Why it matters: For the government, this is a trial about anti-terrorism, money laundering and law enforcement having eyes on financial transactions.
- For the defense, this is about whether or not developers have the right to publish code the same way writers write.
What they're saying: Prosecutors called Tornado Cash a "giant washing machine for dirty money," according to Inner City Press.
- The government said it would show evidence that Storm cashed out and that doing so was his main intent in launching the project.
- The defense said that they would show the government cannot prove criminal intent, since Storm had no involvement with any of the lawbreakers who used the platform he and his colleagues built.
How it works: Tornado Cash is an app on the Ethereum blockchain that made it feasible for a user to break the chain of custody for crypto assets, so they could hide how they were finally disposed of.
- They did this by mixing assets. A user could drop a large amount of digital assets in Tornado Cash and withdraw it to a different crypto address at a later date.
- If lots of people were depositing and withdrawing, Tornado Cash made it impossible to know exactly which withdrawals were related to which deposits.
- This allowed a person to, for example, make an anonymous donation to a dissident group abroad — or to hide the fact that funds were stolen from an insecure Defi protocol before depositing it on chain.
Fun fact: One on-chain thief got phished by a fake Tornado Cash, so their stolen funds got stolen.
Between the lines: Once the protocol was live, its developers had no power over it. They couldn't edit or change it.
- But they did have control over the most popular interface for interacting with it, the Tornado Cash website.
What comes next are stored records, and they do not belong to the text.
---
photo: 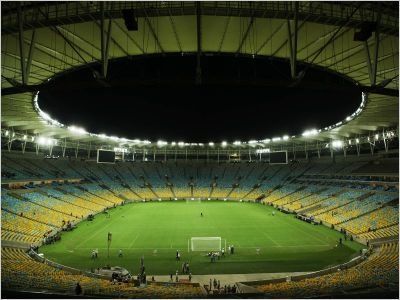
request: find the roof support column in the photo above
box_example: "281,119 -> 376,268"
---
292,143 -> 296,160
25,29 -> 36,83
304,142 -> 308,159
17,2 -> 28,84
196,1 -> 201,85
75,141 -> 79,158
287,2 -> 299,79
21,139 -> 26,154
364,10 -> 381,86
368,137 -> 375,156
88,142 -> 92,159
356,138 -> 361,156
61,138 -> 67,157
7,129 -> 14,152
382,129 -> 389,152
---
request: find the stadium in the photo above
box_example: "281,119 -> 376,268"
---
1,1 -> 399,298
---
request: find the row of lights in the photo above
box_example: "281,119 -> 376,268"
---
34,93 -> 372,147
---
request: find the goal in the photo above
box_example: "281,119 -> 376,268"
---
190,237 -> 226,251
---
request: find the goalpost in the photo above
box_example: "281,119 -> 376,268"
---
188,237 -> 226,252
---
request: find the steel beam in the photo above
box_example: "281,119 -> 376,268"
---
17,2 -> 28,84
196,1 -> 202,85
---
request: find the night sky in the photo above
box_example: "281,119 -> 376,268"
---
39,55 -> 361,143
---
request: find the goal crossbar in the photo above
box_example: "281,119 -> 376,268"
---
190,237 -> 222,251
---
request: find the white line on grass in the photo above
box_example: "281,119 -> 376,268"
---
74,218 -> 119,249
79,244 -> 331,252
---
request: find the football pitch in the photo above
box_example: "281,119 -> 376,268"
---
39,200 -> 363,275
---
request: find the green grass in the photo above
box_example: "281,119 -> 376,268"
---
40,201 -> 362,275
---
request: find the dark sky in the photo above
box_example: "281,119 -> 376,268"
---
39,55 -> 361,142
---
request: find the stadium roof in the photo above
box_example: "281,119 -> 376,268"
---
1,1 -> 399,146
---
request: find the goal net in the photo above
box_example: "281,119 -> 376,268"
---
190,237 -> 222,251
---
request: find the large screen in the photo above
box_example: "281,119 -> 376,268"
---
269,151 -> 287,164
97,149 -> 115,164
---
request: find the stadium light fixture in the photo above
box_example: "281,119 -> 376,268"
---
332,141 -> 343,148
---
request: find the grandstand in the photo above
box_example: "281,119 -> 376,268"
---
1,1 -> 399,298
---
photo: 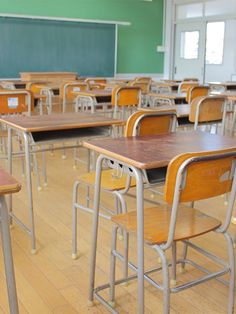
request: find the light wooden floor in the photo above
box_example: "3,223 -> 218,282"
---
0,143 -> 236,314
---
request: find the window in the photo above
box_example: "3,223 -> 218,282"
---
206,22 -> 225,64
180,31 -> 199,59
176,3 -> 203,20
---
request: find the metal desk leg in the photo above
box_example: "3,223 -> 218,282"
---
7,127 -> 12,224
23,132 -> 36,254
132,168 -> 144,314
0,196 -> 19,314
88,155 -> 104,305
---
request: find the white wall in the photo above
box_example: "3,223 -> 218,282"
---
205,20 -> 236,82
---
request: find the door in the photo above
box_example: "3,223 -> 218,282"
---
174,22 -> 206,83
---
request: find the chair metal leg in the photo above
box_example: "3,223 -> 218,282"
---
180,242 -> 188,273
72,181 -> 79,259
109,226 -> 118,307
23,133 -> 36,254
0,196 -> 19,314
224,232 -> 235,314
154,246 -> 170,314
170,241 -> 177,286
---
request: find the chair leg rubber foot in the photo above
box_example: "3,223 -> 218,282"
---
170,279 -> 177,288
108,301 -> 116,309
120,281 -> 129,287
87,300 -> 94,307
179,266 -> 186,274
118,234 -> 124,241
71,253 -> 79,260
231,217 -> 236,225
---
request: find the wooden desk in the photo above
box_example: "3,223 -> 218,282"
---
151,81 -> 179,91
148,92 -> 187,105
72,89 -> 112,113
208,82 -> 236,91
20,72 -> 77,82
83,131 -> 236,314
0,113 -> 122,253
0,169 -> 21,314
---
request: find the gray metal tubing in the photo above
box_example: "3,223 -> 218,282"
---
109,226 -> 118,302
23,132 -> 36,251
181,241 -> 188,269
171,241 -> 176,281
224,232 -> 235,314
183,241 -> 227,267
155,245 -> 170,314
7,127 -> 12,224
0,195 -> 19,314
130,167 -> 144,314
88,155 -> 105,302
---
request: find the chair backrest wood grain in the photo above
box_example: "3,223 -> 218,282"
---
189,96 -> 225,122
164,147 -> 236,204
111,86 -> 141,107
186,85 -> 209,104
125,109 -> 177,136
178,81 -> 199,93
0,90 -> 34,115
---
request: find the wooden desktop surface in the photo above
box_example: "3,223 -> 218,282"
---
148,93 -> 186,100
83,131 -> 236,169
0,169 -> 21,195
0,112 -> 123,133
141,104 -> 190,118
73,89 -> 112,97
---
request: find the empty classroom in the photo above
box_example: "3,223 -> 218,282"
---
0,0 -> 236,314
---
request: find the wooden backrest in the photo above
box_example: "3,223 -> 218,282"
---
135,76 -> 152,84
189,96 -> 225,122
186,85 -> 209,104
178,81 -> 199,93
111,86 -> 141,107
125,109 -> 177,136
60,81 -> 89,100
85,77 -> 107,85
26,82 -> 47,95
0,90 -> 33,115
183,77 -> 199,82
164,147 -> 236,204
128,81 -> 151,94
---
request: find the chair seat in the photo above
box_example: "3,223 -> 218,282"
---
111,204 -> 221,245
79,169 -> 136,191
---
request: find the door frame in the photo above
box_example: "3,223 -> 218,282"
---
163,0 -> 236,79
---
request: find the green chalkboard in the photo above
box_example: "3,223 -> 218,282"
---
0,17 -> 115,78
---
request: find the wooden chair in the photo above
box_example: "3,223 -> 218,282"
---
26,82 -> 50,115
72,110 -> 176,259
111,86 -> 141,120
60,81 -> 89,112
189,96 -> 225,132
183,77 -> 199,82
178,81 -> 199,93
134,76 -> 152,85
186,85 -> 209,104
106,148 -> 236,314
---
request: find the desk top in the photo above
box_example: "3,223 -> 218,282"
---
148,93 -> 186,99
83,131 -> 236,169
0,169 -> 21,195
0,112 -> 123,133
73,89 -> 112,97
152,81 -> 180,87
141,104 -> 190,118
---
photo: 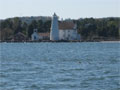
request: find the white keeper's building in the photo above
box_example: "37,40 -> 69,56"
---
31,13 -> 80,41
50,14 -> 80,41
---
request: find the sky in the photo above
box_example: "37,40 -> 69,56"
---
0,0 -> 120,19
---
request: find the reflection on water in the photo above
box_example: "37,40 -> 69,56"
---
0,43 -> 120,90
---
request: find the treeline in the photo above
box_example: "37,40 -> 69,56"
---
75,17 -> 120,40
0,17 -> 120,40
0,17 -> 51,40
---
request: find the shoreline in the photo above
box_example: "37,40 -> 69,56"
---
0,40 -> 120,43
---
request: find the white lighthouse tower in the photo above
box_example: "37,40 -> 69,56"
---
50,13 -> 59,41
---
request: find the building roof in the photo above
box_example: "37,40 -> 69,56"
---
38,32 -> 50,37
59,21 -> 75,30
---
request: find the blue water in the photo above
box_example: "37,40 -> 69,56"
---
0,42 -> 120,90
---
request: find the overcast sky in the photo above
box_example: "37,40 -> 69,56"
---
0,0 -> 120,19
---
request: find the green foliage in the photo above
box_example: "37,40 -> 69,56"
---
0,17 -> 120,40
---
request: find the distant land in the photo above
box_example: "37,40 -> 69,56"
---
0,16 -> 120,42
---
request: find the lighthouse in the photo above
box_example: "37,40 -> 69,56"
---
50,13 -> 59,41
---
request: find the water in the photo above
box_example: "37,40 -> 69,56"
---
0,42 -> 120,90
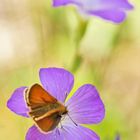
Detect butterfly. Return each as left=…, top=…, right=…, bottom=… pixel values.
left=25, top=84, right=68, bottom=132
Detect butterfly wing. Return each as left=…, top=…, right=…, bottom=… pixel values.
left=34, top=112, right=61, bottom=132
left=25, top=84, right=62, bottom=132
left=25, top=84, right=57, bottom=107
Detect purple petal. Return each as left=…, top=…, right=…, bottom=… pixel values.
left=26, top=126, right=52, bottom=140
left=26, top=126, right=64, bottom=140
left=26, top=124, right=100, bottom=140
left=7, top=87, right=28, bottom=117
left=59, top=124, right=100, bottom=140
left=89, top=10, right=126, bottom=23
left=39, top=68, right=74, bottom=102
left=53, top=0, right=133, bottom=23
left=66, top=84, right=105, bottom=124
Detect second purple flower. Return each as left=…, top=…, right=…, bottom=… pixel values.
left=53, top=0, right=133, bottom=23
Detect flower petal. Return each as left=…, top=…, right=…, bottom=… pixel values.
left=26, top=124, right=100, bottom=140
left=89, top=10, right=126, bottom=23
left=53, top=0, right=133, bottom=23
left=7, top=87, right=28, bottom=117
left=39, top=68, right=74, bottom=102
left=66, top=84, right=105, bottom=124
left=59, top=124, right=100, bottom=140
left=26, top=126, right=65, bottom=140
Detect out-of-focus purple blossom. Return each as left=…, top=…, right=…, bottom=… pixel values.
left=7, top=68, right=105, bottom=140
left=53, top=0, right=133, bottom=23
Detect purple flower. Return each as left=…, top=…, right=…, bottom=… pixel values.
left=7, top=68, right=105, bottom=140
left=53, top=0, right=133, bottom=23
left=115, top=134, right=121, bottom=140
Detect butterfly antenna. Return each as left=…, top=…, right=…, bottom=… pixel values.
left=68, top=114, right=78, bottom=126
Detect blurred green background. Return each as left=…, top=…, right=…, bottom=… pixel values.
left=0, top=0, right=140, bottom=140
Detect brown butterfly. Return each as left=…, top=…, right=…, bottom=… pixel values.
left=25, top=84, right=68, bottom=132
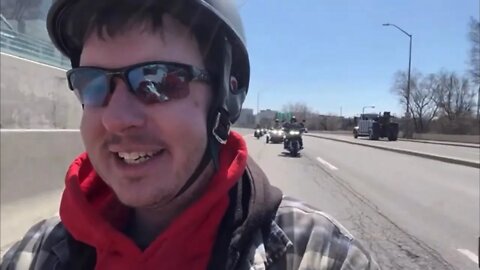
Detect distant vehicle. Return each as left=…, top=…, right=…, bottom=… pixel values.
left=285, top=130, right=302, bottom=157
left=265, top=128, right=285, bottom=143
left=353, top=112, right=399, bottom=141
left=253, top=128, right=263, bottom=139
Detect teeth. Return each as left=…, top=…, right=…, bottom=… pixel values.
left=117, top=152, right=155, bottom=164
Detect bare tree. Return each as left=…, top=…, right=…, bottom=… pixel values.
left=469, top=17, right=480, bottom=120
left=435, top=71, right=475, bottom=121
left=392, top=71, right=438, bottom=132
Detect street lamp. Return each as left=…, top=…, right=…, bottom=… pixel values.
left=383, top=23, right=412, bottom=138
left=362, top=106, right=375, bottom=114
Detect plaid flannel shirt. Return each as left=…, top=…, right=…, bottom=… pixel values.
left=1, top=197, right=379, bottom=270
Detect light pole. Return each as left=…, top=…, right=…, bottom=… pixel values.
left=383, top=23, right=412, bottom=138
left=362, top=106, right=375, bottom=114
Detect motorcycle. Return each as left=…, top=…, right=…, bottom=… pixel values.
left=284, top=130, right=302, bottom=157
left=253, top=129, right=262, bottom=140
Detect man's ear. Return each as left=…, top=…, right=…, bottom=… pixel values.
left=230, top=76, right=238, bottom=93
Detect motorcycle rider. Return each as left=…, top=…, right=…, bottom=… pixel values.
left=283, top=115, right=304, bottom=149
left=1, top=0, right=378, bottom=270
left=273, top=118, right=282, bottom=129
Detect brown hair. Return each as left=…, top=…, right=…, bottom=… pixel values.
left=65, top=0, right=223, bottom=76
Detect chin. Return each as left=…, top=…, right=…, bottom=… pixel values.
left=115, top=184, right=175, bottom=208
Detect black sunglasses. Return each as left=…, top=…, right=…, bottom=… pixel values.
left=67, top=61, right=211, bottom=107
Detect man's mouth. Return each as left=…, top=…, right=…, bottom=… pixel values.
left=116, top=149, right=163, bottom=164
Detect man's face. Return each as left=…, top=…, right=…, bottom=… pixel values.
left=80, top=15, right=211, bottom=207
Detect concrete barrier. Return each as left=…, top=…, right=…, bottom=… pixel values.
left=0, top=53, right=82, bottom=129
left=413, top=133, right=480, bottom=144
left=0, top=130, right=84, bottom=205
Without the site, it took more technical skill to use the privacy app, but it was still accessible.
In the weeds: One of the witnesses for the government was a staffer at Sky Mavis, the company behind the once buzzy crypto game, Axie Infinity, which was hacked for $600 million worth of crypto currency in 2022.
- The government also called a witness who operated an NFT pump-and-dump scheme and walked off with $1.1 million in investor money, testifying that the app was the best option for covering their tracks.
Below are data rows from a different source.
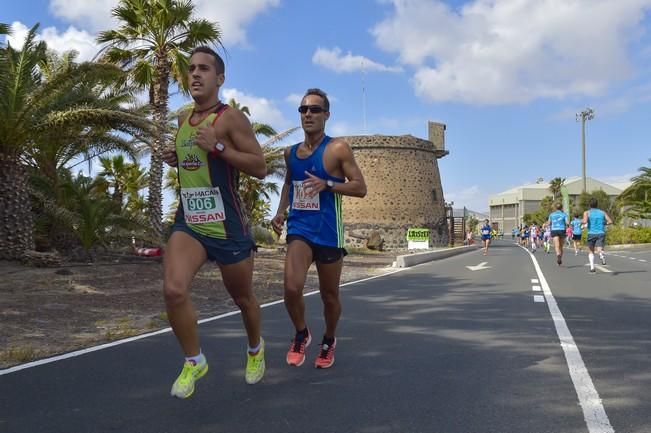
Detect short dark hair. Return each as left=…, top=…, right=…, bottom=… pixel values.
left=303, top=87, right=330, bottom=111
left=190, top=45, right=226, bottom=74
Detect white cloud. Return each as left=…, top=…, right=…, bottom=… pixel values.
left=372, top=0, right=651, bottom=104
left=194, top=0, right=280, bottom=46
left=312, top=47, right=402, bottom=72
left=221, top=88, right=290, bottom=128
left=285, top=93, right=306, bottom=107
left=50, top=0, right=118, bottom=32
left=7, top=21, right=99, bottom=62
left=50, top=0, right=280, bottom=46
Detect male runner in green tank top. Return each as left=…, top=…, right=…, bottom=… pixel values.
left=163, top=47, right=267, bottom=398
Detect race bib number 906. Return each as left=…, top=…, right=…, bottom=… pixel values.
left=292, top=180, right=321, bottom=210
left=181, top=187, right=226, bottom=224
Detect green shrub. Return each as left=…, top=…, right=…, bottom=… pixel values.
left=606, top=226, right=651, bottom=245
left=251, top=226, right=276, bottom=245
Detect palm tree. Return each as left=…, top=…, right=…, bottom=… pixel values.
left=98, top=155, right=148, bottom=207
left=23, top=51, right=146, bottom=197
left=617, top=158, right=651, bottom=219
left=0, top=23, right=11, bottom=47
left=549, top=177, right=565, bottom=200
left=57, top=174, right=144, bottom=259
left=0, top=24, right=148, bottom=259
left=0, top=25, right=46, bottom=259
left=97, top=0, right=221, bottom=243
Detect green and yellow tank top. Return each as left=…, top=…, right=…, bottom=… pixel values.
left=176, top=104, right=250, bottom=240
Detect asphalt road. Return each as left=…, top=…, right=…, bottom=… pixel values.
left=0, top=241, right=651, bottom=433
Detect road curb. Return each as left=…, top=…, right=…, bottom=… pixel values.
left=395, top=245, right=478, bottom=268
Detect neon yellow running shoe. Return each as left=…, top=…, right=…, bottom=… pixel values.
left=170, top=361, right=208, bottom=398
left=244, top=337, right=265, bottom=385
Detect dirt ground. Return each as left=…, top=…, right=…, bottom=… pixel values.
left=0, top=250, right=395, bottom=368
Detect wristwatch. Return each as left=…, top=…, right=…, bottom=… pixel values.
left=210, top=141, right=224, bottom=156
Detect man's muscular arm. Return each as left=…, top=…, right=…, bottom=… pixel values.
left=196, top=108, right=267, bottom=179
left=303, top=139, right=366, bottom=197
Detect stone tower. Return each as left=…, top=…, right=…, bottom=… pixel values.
left=342, top=122, right=448, bottom=250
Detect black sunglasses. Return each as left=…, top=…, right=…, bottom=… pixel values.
left=298, top=105, right=325, bottom=114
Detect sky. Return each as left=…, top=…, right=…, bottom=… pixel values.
left=0, top=0, right=651, bottom=212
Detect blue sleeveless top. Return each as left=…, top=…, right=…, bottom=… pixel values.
left=549, top=210, right=568, bottom=230
left=287, top=135, right=345, bottom=248
left=570, top=218, right=581, bottom=235
left=588, top=209, right=606, bottom=235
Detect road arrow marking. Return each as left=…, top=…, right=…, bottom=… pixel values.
left=583, top=263, right=613, bottom=274
left=466, top=262, right=490, bottom=271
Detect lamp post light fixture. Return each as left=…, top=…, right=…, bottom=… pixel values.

- Other witnesses said they went to Tornado Cash after being exploited by cybercriminals and received no help.
State of play: Courts previously struck down the sanctions preventing Americans from using the privacy app.
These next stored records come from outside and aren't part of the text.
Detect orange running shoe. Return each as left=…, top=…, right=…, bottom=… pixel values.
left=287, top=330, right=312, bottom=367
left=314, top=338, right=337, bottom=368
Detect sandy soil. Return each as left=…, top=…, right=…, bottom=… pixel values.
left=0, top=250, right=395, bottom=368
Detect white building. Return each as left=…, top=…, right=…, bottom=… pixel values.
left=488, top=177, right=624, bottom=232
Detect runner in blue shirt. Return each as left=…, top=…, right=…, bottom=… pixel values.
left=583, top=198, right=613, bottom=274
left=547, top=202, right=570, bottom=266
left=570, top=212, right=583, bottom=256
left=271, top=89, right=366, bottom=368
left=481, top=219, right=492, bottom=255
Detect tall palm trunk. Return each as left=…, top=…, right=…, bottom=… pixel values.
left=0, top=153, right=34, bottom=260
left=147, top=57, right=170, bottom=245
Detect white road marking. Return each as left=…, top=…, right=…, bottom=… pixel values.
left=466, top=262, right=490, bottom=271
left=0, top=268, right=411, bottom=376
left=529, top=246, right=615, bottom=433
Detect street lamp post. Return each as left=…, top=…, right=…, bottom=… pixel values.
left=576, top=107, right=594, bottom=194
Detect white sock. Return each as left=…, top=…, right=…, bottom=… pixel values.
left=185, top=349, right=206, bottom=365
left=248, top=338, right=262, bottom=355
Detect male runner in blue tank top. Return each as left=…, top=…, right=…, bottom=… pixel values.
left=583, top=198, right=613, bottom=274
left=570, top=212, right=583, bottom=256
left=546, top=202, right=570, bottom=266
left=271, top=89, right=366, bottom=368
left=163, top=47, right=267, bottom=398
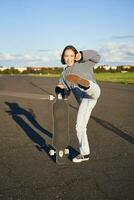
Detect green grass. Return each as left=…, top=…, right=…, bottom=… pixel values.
left=29, top=72, right=134, bottom=84
left=95, top=72, right=134, bottom=84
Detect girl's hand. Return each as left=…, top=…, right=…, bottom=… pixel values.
left=75, top=52, right=81, bottom=61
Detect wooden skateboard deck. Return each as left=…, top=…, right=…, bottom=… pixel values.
left=52, top=95, right=69, bottom=164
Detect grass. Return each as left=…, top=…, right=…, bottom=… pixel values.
left=95, top=72, right=134, bottom=84
left=29, top=72, right=134, bottom=84
left=2, top=72, right=134, bottom=84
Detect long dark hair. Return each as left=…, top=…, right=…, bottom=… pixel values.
left=61, top=45, right=78, bottom=65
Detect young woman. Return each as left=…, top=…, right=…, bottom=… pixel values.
left=55, top=45, right=100, bottom=163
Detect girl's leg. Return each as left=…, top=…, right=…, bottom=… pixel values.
left=76, top=82, right=100, bottom=155
left=76, top=98, right=97, bottom=155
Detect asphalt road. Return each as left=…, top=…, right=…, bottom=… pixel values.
left=0, top=76, right=134, bottom=200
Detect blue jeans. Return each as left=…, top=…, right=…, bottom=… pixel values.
left=72, top=81, right=100, bottom=155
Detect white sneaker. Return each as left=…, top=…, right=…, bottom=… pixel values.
left=72, top=154, right=89, bottom=163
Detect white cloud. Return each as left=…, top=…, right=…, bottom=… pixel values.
left=0, top=50, right=60, bottom=66
left=100, top=42, right=134, bottom=64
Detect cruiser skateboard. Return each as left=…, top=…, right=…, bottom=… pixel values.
left=49, top=94, right=69, bottom=164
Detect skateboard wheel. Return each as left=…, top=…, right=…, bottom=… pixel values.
left=59, top=150, right=63, bottom=158
left=65, top=149, right=69, bottom=154
left=49, top=149, right=55, bottom=156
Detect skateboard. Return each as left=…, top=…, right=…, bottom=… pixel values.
left=66, top=74, right=90, bottom=87
left=49, top=94, right=70, bottom=164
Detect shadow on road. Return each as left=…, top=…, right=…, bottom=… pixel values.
left=5, top=102, right=55, bottom=162
left=69, top=104, right=134, bottom=144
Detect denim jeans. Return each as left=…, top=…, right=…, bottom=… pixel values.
left=72, top=81, right=100, bottom=155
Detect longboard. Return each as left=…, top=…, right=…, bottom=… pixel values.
left=50, top=94, right=70, bottom=164
left=0, top=91, right=55, bottom=100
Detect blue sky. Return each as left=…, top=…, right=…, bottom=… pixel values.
left=0, top=0, right=134, bottom=66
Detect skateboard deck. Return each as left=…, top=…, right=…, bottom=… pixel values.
left=52, top=95, right=69, bottom=164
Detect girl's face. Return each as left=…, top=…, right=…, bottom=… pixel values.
left=64, top=49, right=75, bottom=67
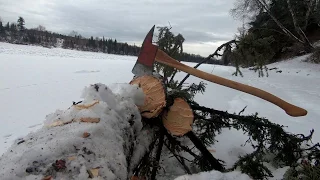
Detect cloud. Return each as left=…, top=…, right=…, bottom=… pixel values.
left=0, top=0, right=240, bottom=55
- Storm was arrested in 2023. He's the only one of its developers on trial in the U.S.
- Another developer, Alexey Pertsev, is appealing a 64-month sentence in the Netherlands.
- Roman Semenov, who was also charged by the DOJ, remains at large.
What we're watching: The defense reportedly advocated for the need for privacy in one's financial transactions in opening arguments.
- The government has since moved to preclude evidence and arguments based on privacy rights.